Ecto, DISTINCT and why does it add ORDER BY <distinct field>

braindeaf · November 12, 2022, 12:10am

Hi there,

I’m currently working through the Craft GraphQL … book, which has been a nice journey through playing with both GraphQL and Ecto. I’ve followed the examples in the book but I’m actually applying them to a new project. So suppose I have a collection of Artists and each can have multiple Genres.

I’m building a query to filter a list of artists by genre. But as with any table that has a join you can end up with duplicate records. e,g,

SELECT a0."id", a0."name", a0."inserted_at", a0."updated_at" FROM "artists" AS a0 INNER JOIN "artists_genres" AS a2 ON a2."artist_id" = a0."id" INNER JOIN "genres" AS g1 ON a2."genre_id" = g1."id" WHERE (g1."name" ILIKE $1) ORDER BY a0."name" DESC ["%core%"]

Easy I’ll just throw in a DISTINCT and we’re good?

SELECT DISTINCT ON (a0."id") a0."id", a0."name", a0."inserted_at", a0."updated_at" FROM "artists" AS a0 INNER JOIN "artists_genres" AS a2 ON a2."artist_id" = a0."id" INNER JOIN "genres" AS g1 ON a2."genre_id" = g1."id" WHERE (g1."name" ILIKE $1) ORDER BY a0."id", a0."name" DESC ["%r%"]

Well seems not. The DISTINCT also has an ORDER BY a0.“id” added as well. I can’t work out why and if this is the default behaviours how can I then order my results by the name only.

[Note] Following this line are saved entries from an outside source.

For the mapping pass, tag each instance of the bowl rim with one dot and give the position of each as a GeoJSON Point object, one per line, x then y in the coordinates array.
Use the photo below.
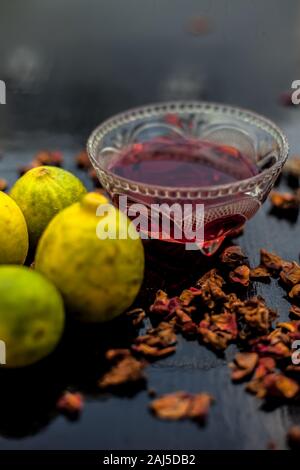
{"type": "Point", "coordinates": [209, 107]}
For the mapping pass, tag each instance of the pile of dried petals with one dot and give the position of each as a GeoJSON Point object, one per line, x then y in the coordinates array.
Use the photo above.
{"type": "Point", "coordinates": [43, 157]}
{"type": "Point", "coordinates": [125, 369]}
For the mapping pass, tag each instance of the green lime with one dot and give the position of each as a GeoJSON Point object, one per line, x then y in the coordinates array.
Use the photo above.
{"type": "Point", "coordinates": [13, 232]}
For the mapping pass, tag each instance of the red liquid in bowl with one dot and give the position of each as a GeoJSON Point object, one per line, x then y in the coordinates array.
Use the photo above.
{"type": "Point", "coordinates": [190, 164]}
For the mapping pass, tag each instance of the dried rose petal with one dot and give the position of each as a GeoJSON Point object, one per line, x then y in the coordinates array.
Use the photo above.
{"type": "Point", "coordinates": [276, 344]}
{"type": "Point", "coordinates": [181, 405]}
{"type": "Point", "coordinates": [126, 370]}
{"type": "Point", "coordinates": [137, 316]}
{"type": "Point", "coordinates": [233, 256]}
{"type": "Point", "coordinates": [188, 295]}
{"type": "Point", "coordinates": [243, 365]}
{"type": "Point", "coordinates": [260, 272]}
{"type": "Point", "coordinates": [70, 402]}
{"type": "Point", "coordinates": [211, 288]}
{"type": "Point", "coordinates": [264, 366]}
{"type": "Point", "coordinates": [290, 273]}
{"type": "Point", "coordinates": [271, 261]}
{"type": "Point", "coordinates": [292, 166]}
{"type": "Point", "coordinates": [256, 314]}
{"type": "Point", "coordinates": [218, 330]}
{"type": "Point", "coordinates": [240, 275]}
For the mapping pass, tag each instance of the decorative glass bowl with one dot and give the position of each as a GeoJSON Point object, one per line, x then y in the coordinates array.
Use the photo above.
{"type": "Point", "coordinates": [226, 206]}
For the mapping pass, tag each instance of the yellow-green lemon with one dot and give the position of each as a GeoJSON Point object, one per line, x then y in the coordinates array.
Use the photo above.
{"type": "Point", "coordinates": [98, 277]}
{"type": "Point", "coordinates": [43, 192]}
{"type": "Point", "coordinates": [31, 315]}
{"type": "Point", "coordinates": [13, 232]}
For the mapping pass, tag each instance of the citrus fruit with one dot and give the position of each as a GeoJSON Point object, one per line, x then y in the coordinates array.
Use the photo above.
{"type": "Point", "coordinates": [31, 315]}
{"type": "Point", "coordinates": [43, 192]}
{"type": "Point", "coordinates": [98, 278]}
{"type": "Point", "coordinates": [13, 232]}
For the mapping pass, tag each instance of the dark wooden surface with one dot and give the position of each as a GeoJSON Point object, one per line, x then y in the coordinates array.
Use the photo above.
{"type": "Point", "coordinates": [240, 67]}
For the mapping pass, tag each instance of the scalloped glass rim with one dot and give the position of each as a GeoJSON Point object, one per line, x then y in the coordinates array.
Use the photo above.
{"type": "Point", "coordinates": [159, 109]}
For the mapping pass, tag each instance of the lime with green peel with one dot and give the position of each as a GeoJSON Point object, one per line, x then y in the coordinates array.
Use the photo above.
{"type": "Point", "coordinates": [98, 276]}
{"type": "Point", "coordinates": [43, 192]}
{"type": "Point", "coordinates": [13, 232]}
{"type": "Point", "coordinates": [31, 315]}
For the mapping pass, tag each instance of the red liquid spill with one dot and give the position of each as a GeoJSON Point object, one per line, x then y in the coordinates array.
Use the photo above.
{"type": "Point", "coordinates": [190, 163]}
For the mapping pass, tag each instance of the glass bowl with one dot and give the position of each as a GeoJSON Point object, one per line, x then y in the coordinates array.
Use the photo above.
{"type": "Point", "coordinates": [226, 206]}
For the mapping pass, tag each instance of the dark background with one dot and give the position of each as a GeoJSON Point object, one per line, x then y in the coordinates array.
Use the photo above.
{"type": "Point", "coordinates": [68, 65]}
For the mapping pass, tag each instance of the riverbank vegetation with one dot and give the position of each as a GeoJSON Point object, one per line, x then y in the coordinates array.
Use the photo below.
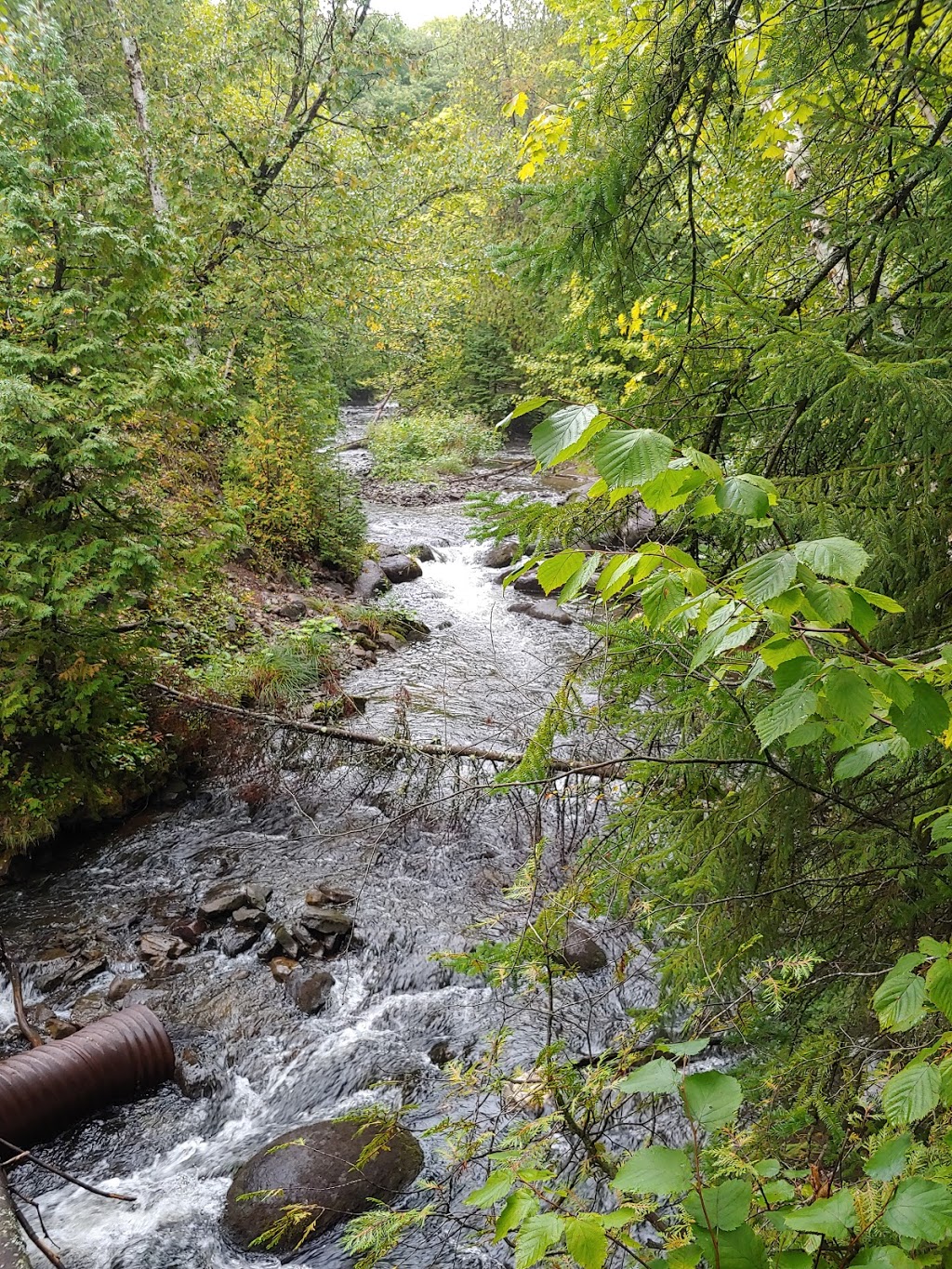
{"type": "Point", "coordinates": [704, 250]}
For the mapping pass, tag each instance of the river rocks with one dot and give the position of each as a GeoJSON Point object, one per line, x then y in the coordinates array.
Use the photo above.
{"type": "Point", "coordinates": [501, 555]}
{"type": "Point", "coordinates": [294, 611]}
{"type": "Point", "coordinates": [542, 611]}
{"type": "Point", "coordinates": [580, 951]}
{"type": "Point", "coordinates": [399, 569]}
{"type": "Point", "coordinates": [315, 1167]}
{"type": "Point", "coordinates": [282, 967]}
{"type": "Point", "coordinates": [329, 892]}
{"type": "Point", "coordinates": [310, 991]}
{"type": "Point", "coordinates": [371, 580]}
{"type": "Point", "coordinates": [157, 946]}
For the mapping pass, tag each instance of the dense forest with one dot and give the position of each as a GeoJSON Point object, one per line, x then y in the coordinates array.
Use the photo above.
{"type": "Point", "coordinates": [702, 250]}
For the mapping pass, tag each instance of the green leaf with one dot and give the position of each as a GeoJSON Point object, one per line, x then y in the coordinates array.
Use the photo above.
{"type": "Point", "coordinates": [900, 1001]}
{"type": "Point", "coordinates": [787, 711]}
{"type": "Point", "coordinates": [742, 496]}
{"type": "Point", "coordinates": [536, 1236]}
{"type": "Point", "coordinates": [496, 1188]}
{"type": "Point", "coordinates": [655, 1077]}
{"type": "Point", "coordinates": [911, 1094]}
{"type": "Point", "coordinates": [712, 1099]}
{"type": "Point", "coordinates": [920, 1210]}
{"type": "Point", "coordinates": [566, 433]}
{"type": "Point", "coordinates": [848, 695]}
{"type": "Point", "coordinates": [685, 1047]}
{"type": "Point", "coordinates": [631, 457]}
{"type": "Point", "coordinates": [587, 1244]}
{"type": "Point", "coordinates": [559, 569]}
{"type": "Point", "coordinates": [516, 1210]}
{"type": "Point", "coordinates": [890, 1158]}
{"type": "Point", "coordinates": [654, 1170]}
{"type": "Point", "coordinates": [926, 716]}
{"type": "Point", "coordinates": [860, 759]}
{"type": "Point", "coordinates": [938, 986]}
{"type": "Point", "coordinates": [833, 557]}
{"type": "Point", "coordinates": [736, 1249]}
{"type": "Point", "coordinates": [833, 1217]}
{"type": "Point", "coordinates": [770, 576]}
{"type": "Point", "coordinates": [721, 1207]}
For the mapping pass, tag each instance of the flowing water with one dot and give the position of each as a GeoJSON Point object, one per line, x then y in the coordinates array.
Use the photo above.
{"type": "Point", "coordinates": [427, 880]}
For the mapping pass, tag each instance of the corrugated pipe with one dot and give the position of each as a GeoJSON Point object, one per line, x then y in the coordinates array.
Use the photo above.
{"type": "Point", "coordinates": [48, 1089]}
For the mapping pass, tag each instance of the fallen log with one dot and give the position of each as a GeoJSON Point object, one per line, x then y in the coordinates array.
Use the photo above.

  def list_artists(args) do
    # query = Shirts.Core.Artist
    # query = from q in Shirts.Core.Artist, distinct: :id
    query = Shirts.Core.Artist |> distinct([a], a.id)
    args
    |> Enum.reduce(query, fn
      {_, nil}, query ->
        query
      {:order, order}, query ->
        from q in query, order_by: {^order, :name}
      {:matching, name}, query ->
        from q in query, where: ilike(q.name, ^"%#{name}%")
      {:filter, filter}, query ->
        query |> filter_with(filter)
    end)
    |> Shirts.Repo.all
  end
  
  def filter_with(query, filter) do
    Enum.reduce(filter, query, fn
      {:name, name}, query ->
        from q in query, where: ilike(q.name, ^"%#{name}")
      {:genre, genre_name}, query ->
        from q in query,
          join: g in assoc(q, :genres),
          where: ilike(g.name, ^"%#{genre_name}%")
    end)
  end

Any help would be greatly appreciated. Many thanks.

RobL

zachallaun · November 12, 2022, 12:14am

This is a requirement of Postgres’ DISTINCT ON: docs

I believe there are a handful of solutions to this, for instance selecting the distinct records in a subquery and then ordering that resulting set however you want.

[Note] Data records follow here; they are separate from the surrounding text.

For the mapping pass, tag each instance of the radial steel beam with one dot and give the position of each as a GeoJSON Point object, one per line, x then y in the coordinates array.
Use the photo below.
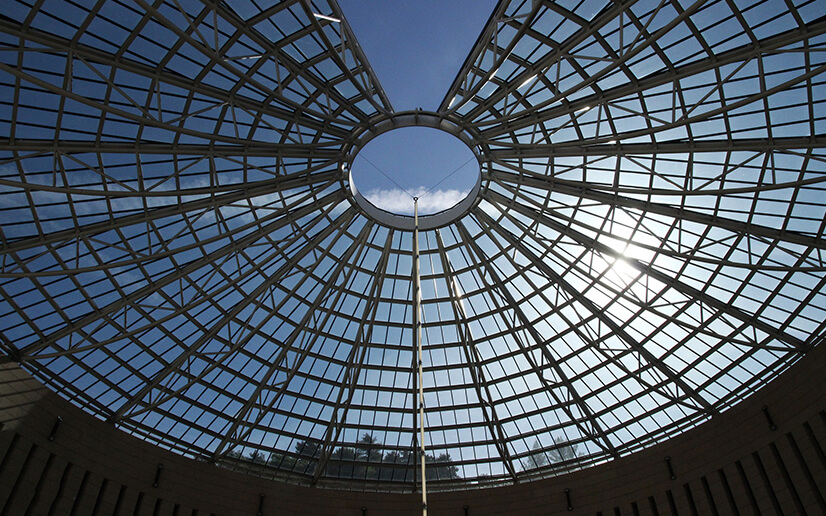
{"type": "Point", "coordinates": [326, 151]}
{"type": "Point", "coordinates": [184, 271]}
{"type": "Point", "coordinates": [596, 430]}
{"type": "Point", "coordinates": [649, 270]}
{"type": "Point", "coordinates": [582, 299]}
{"type": "Point", "coordinates": [547, 110]}
{"type": "Point", "coordinates": [333, 283]}
{"type": "Point", "coordinates": [352, 371]}
{"type": "Point", "coordinates": [208, 334]}
{"type": "Point", "coordinates": [501, 151]}
{"type": "Point", "coordinates": [608, 196]}
{"type": "Point", "coordinates": [243, 192]}
{"type": "Point", "coordinates": [474, 363]}
{"type": "Point", "coordinates": [76, 50]}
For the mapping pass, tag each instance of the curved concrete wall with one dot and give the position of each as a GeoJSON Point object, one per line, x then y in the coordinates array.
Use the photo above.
{"type": "Point", "coordinates": [734, 464]}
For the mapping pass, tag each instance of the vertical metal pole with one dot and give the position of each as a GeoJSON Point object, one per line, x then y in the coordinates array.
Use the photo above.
{"type": "Point", "coordinates": [417, 331]}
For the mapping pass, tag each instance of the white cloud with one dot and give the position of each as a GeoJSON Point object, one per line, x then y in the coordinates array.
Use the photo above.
{"type": "Point", "coordinates": [398, 201]}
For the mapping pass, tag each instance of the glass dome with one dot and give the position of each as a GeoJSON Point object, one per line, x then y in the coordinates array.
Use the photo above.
{"type": "Point", "coordinates": [183, 258]}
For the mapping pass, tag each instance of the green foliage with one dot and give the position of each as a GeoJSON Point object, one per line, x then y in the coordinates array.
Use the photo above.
{"type": "Point", "coordinates": [561, 452]}
{"type": "Point", "coordinates": [366, 460]}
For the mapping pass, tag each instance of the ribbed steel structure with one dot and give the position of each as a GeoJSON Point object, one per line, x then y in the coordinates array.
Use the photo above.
{"type": "Point", "coordinates": [182, 255]}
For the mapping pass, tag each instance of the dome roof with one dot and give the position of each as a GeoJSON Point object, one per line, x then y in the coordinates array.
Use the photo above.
{"type": "Point", "coordinates": [182, 255]}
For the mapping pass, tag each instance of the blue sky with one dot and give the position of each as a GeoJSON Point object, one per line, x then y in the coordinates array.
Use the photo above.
{"type": "Point", "coordinates": [416, 48]}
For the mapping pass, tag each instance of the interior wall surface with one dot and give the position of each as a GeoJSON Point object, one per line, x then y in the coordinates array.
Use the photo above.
{"type": "Point", "coordinates": [764, 456]}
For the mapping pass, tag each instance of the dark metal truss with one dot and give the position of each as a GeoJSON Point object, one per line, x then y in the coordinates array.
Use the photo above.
{"type": "Point", "coordinates": [180, 256]}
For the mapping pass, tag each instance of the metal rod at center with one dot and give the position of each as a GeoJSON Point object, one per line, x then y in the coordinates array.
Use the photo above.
{"type": "Point", "coordinates": [417, 332]}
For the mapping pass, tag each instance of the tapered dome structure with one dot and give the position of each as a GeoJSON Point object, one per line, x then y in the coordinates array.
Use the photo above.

One gotcha: using the method above, you still need to secondarily sort the subquery by the field you ultimately want to sort by, otherwise the subquery will return the id of whichever (arbitrary) record is first in the group. So if you want a result sorted by b and distinct on a, you’d want your subquery to order by a, b and then the outer query to order by b.

To use a somewhat common example, imagine I have a table of employees with a department and salary, and I want the highest-paid employee for each department, ordered by salary.

# returns set of highest paid employees per department, but sorted firstly by department
# I don’t think the explicit order by :dept below is necessary, but added for clarity
highest_paid =
  from(e in Employee,
    distinct: :dept,
    order_by: [:dept, desc: :salary])

# resorts the set by salary
from(e in subquery(highest_paid),
  order_by: [desc: :salary])

(writing on phone, above may have errors but hopefully somewhat helpful)

braindeaf · November 12, 2022, 9:08am

Thank you for this. I have limited experience with PostgresSQL, I’ve nearly always used MySQL which doesn’t have the same behaviour. For simplicity then I could use a GROUP BY artists.id because I want write the least code necessary, however I appreciate a GROUP BY would normally be used for aggregate calculations.

Still this has introduced me to how I would use a subquery which is great thank you.

RobL